After high school, I went straight into community college. My life consisted of going from my car to my classroom and then back home. I made one long-lasting friend there, but otherwise I stuck to my normal schedule and some friends I had made in high school. I didn’t see this as a problem — I liked the friends I had, and I didn’t really see a reason to make more.
Meanwhile, my best friends from home went onto big universities where they joined Greek life. To be honest, I thought it was such a joke. I laughed at them endlessly and questioned why anyone would want to pay for friends.
But then I graduated from community college and found myself at Wayne State University in Detroit. I picked Wayne State because it’s in the heart of the city, which meant museums, theaters, great bars, and restaurants would all be minutes away. But I soon learned it’s also a growing university where Greek life and athletics are the major key to any social life. With my athletic days far behind me, I really only had one option.
So, I took a leap of faith. I rushed during my first fall there. I went in blindly, knowing nothing about the chapters in front of me. Soon I figured out one of my top choices was Alpha Epsilon Phi, a nationally known Jewish sorority with strong Jewish values.
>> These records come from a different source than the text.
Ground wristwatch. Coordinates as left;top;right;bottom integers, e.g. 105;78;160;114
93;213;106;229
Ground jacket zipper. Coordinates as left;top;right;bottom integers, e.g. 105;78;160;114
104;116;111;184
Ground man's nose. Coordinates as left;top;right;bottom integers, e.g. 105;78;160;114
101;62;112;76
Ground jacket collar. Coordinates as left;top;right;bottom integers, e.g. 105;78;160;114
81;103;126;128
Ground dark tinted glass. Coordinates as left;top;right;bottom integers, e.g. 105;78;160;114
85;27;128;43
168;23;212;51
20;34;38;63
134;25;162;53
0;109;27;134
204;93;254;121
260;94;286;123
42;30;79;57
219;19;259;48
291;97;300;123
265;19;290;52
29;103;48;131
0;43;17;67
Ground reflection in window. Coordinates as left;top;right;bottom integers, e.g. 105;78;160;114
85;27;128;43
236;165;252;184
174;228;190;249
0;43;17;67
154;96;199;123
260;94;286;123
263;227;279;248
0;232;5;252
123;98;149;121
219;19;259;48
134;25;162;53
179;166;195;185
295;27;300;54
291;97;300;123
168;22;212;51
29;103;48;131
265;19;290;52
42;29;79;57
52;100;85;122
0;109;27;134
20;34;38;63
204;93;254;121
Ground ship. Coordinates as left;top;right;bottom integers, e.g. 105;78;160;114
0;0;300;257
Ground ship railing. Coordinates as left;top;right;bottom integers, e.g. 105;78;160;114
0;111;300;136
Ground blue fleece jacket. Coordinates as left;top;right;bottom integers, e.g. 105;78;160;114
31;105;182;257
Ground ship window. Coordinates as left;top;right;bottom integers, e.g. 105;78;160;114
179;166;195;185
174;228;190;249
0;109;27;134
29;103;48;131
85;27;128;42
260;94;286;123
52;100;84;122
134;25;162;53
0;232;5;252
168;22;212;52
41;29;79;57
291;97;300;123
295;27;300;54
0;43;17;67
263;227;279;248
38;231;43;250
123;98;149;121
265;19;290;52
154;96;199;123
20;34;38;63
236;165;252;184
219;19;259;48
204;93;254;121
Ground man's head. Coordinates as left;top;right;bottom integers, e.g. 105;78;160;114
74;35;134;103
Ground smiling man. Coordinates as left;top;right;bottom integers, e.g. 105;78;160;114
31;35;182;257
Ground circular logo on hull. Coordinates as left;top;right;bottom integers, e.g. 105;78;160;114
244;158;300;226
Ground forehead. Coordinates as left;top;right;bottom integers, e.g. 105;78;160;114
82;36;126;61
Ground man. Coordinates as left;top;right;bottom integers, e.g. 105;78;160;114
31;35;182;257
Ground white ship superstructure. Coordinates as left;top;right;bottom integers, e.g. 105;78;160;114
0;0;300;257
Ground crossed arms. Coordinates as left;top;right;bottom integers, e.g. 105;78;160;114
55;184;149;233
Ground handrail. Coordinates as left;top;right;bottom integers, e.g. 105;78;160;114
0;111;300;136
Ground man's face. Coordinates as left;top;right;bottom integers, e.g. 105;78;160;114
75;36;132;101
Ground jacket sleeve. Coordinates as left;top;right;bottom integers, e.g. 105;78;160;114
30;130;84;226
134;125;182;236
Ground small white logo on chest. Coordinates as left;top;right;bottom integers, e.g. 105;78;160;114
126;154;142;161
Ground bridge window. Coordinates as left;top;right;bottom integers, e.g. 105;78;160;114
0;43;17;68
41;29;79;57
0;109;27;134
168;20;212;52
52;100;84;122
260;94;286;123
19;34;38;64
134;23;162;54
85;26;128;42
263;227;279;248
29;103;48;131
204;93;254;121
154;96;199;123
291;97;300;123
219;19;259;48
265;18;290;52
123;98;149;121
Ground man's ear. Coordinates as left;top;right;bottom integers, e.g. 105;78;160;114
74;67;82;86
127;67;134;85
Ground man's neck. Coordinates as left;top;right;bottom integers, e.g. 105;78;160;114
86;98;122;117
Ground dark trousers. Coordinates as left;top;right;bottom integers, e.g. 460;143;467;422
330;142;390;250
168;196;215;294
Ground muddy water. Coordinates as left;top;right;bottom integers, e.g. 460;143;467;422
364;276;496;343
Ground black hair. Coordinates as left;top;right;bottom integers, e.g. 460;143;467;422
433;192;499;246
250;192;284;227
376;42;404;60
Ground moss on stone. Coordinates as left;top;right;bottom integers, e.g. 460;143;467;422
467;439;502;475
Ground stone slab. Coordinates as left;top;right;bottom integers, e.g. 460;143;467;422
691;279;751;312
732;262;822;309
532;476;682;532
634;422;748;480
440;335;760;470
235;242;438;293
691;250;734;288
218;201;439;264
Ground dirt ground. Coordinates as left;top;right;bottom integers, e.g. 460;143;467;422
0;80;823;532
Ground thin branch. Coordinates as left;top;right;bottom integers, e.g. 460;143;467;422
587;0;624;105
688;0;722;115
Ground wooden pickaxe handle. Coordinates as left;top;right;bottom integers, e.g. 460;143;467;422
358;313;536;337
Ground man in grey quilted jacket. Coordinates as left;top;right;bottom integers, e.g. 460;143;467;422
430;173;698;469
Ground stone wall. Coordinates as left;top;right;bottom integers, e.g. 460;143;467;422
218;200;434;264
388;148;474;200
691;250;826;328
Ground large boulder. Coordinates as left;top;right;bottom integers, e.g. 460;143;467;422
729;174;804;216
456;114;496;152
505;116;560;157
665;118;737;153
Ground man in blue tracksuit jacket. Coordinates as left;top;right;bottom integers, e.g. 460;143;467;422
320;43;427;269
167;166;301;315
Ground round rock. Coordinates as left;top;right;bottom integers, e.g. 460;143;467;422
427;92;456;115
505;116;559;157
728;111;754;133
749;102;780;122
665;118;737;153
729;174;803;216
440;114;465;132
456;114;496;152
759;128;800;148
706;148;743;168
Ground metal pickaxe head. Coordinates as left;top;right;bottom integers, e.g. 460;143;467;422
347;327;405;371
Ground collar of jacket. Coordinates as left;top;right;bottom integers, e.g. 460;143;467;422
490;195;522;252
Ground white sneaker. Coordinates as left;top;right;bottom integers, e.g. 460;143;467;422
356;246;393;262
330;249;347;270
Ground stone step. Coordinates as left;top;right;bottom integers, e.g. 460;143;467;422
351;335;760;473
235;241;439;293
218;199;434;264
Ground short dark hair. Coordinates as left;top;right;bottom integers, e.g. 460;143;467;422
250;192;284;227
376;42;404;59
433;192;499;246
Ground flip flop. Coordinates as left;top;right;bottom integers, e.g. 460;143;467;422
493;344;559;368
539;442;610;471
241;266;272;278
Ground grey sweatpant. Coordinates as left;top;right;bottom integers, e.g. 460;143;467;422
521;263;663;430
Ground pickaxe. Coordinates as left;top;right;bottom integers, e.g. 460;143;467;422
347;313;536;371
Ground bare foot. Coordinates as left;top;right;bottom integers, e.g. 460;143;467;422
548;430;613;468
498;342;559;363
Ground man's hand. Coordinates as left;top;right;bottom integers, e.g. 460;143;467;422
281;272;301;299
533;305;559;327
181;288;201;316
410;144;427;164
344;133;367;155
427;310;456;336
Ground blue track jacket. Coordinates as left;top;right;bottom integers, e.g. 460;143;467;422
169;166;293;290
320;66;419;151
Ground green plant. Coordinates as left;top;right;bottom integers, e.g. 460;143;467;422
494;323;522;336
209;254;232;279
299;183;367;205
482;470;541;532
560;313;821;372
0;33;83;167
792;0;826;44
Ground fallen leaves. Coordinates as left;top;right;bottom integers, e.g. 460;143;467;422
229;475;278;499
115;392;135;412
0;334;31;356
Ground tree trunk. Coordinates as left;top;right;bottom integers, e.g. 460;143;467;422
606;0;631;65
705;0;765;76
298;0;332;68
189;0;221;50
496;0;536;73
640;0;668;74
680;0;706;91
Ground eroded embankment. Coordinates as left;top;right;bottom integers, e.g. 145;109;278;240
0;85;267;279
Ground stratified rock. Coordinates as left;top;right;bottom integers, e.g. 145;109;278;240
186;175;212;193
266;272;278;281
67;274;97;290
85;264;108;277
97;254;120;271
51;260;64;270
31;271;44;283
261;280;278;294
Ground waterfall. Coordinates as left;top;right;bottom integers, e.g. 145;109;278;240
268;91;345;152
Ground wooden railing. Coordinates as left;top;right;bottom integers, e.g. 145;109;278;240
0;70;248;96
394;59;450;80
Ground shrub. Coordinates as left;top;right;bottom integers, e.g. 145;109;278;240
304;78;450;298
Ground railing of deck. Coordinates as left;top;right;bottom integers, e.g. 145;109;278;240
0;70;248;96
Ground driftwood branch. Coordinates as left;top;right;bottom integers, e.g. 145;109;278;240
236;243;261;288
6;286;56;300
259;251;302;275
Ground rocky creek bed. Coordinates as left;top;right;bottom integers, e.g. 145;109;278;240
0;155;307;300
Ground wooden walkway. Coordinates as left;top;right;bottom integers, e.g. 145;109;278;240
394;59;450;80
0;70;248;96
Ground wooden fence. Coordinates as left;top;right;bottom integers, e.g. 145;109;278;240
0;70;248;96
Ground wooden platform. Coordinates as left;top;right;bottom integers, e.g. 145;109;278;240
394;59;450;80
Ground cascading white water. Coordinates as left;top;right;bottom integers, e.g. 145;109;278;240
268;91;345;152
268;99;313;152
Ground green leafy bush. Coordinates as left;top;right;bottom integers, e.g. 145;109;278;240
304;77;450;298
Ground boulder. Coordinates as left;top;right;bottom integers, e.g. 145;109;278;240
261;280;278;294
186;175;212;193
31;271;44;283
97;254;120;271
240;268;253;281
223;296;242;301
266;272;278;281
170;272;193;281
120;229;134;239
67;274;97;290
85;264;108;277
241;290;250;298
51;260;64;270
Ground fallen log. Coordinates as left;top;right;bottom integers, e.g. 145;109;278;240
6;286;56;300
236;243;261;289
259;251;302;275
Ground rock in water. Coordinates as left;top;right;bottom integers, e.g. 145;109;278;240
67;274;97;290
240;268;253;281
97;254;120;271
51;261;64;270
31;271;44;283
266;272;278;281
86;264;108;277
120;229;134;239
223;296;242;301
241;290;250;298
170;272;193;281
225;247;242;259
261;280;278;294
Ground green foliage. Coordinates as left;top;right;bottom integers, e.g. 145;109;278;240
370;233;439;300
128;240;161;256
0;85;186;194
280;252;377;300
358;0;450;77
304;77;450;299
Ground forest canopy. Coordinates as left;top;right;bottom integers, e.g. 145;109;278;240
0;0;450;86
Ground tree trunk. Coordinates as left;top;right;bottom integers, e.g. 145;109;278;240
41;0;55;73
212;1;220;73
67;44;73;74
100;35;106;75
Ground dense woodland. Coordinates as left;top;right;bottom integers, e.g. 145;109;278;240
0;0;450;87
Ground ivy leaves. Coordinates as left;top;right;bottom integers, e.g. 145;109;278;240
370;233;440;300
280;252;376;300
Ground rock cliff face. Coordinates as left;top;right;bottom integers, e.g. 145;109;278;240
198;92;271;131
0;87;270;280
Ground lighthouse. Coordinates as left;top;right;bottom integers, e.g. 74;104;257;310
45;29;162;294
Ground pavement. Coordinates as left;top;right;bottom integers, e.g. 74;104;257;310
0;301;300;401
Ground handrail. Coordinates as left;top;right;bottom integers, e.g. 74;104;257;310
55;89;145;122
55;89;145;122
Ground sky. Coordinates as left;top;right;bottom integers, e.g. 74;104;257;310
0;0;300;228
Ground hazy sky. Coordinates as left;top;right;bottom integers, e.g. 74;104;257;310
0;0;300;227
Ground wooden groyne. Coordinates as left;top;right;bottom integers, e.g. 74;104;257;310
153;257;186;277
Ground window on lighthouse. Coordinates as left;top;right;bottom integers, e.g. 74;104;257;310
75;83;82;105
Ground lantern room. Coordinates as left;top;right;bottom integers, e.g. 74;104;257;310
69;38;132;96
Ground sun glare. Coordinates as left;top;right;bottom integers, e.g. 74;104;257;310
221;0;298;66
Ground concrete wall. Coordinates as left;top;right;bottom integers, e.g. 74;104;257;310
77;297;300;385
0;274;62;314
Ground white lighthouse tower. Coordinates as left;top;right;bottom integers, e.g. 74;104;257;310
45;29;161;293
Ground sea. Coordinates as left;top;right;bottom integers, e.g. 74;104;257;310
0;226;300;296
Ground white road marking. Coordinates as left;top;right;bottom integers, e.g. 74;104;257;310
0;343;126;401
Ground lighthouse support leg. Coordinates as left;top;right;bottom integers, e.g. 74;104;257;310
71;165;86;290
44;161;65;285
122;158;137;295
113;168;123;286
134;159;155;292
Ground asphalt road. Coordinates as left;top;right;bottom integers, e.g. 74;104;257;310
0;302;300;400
Suddenly, the idea of joining a sorority that aligned with my values sounded pretty enticing. Here was a group, finally, that didn’t mention Jesus or their Christian roots. I grew up in West Bloomfield, Michigan, known as West Jewfield to many. But even there I didn’t feel like I fit the typical “Jewish girl” mold. I was involved with BBYO but I still didn’t have many Jewish friends. I had a diverse friend group which was great, but I still wanted more friends like me.
But honestly, I didn’t think I’d get in.
I am far from the stereotypical sorority girl. I am curvy, sporty, have more guy friends than girls, and I don’t bite my tongue. I was taught to speak my mind and I always do. I feared that I wouldn’t fit in with the other girls. I thought they wouldn’t accept me because I wasn’t anything like the typical sorority girls I had seen in movies. I’m not the girl who pulls millions of guys at the bar, or who wears crop tops and booty shorts. I was also a little afraid that they would not like me because I was so outspoken. And yet, somehow, I got extended a bid to AEPhi.
Flash forward a few months, and I was initiated. I soon found myself in a place where you aren’t accepted because of your looks, but on what you can bring to the table.
A year later while recruiting, I learned that my chapter of AEPhi looks for women who are kind, accepting, and strong. I learned that we recruit women who want the best, not just for themselves, but for the all women around them. And I learned I was finally in a place where being Jewish is a bonus point.
Recently on Alma, I read of a woman who regretted joining a Jewish sorority because she found herself stuck in a “Jewish bubble” where she wasn’t spending time with anyone from a different background as her. I feel for her experience, but I’m grateful I can’t relate. Even though I was in a Jewish sorority, my chapter had Muslims and other non-Jews as members. It was also ethnically diverse, with Mexican and Asian women making up its diverse base. Truly it was filled with people of all backgrounds, so much so that us Jewish girls were actually outnumbered.
During my time in my chapter, I was our Jewish Heritage and Ritual Chair. My job was to bring Judaism into the conversation and make sure our chapter was upholding strong Jewish values. Through this role, I got to show a group of diverse woman a large part of who I am. I shared the stories of our holidays, Hebrew words, the meanings of tikkun olam and tzedakah. I held Shabbat dinners for our chapter and brought attention to anti-Semitism and other issues affecting Jews. Every single activity, PowerPoint, and event connected me more to my heritage and ancestors.
Inside our chapter, the Jewish girls were all extremely close, yet still very accepting of everyone else. We were happy to have people on campus to light Hanukkah candles with, who were always down to go get some lox and bagels. On a national level, I also became connected with Jewish women from all across the country — women whom I could lean on for anything. When tragedy struck our community, all AEPhis were there for one another.
In my case, joining a Jewish sorority was beyond worth it. I suppose the joke is on me because every single penny was well spent, and I would do it all over again if I got the chance. I wouldn’t want to pass up on an opportunity that allowed me to wear both my letters and Judaism with so much pride.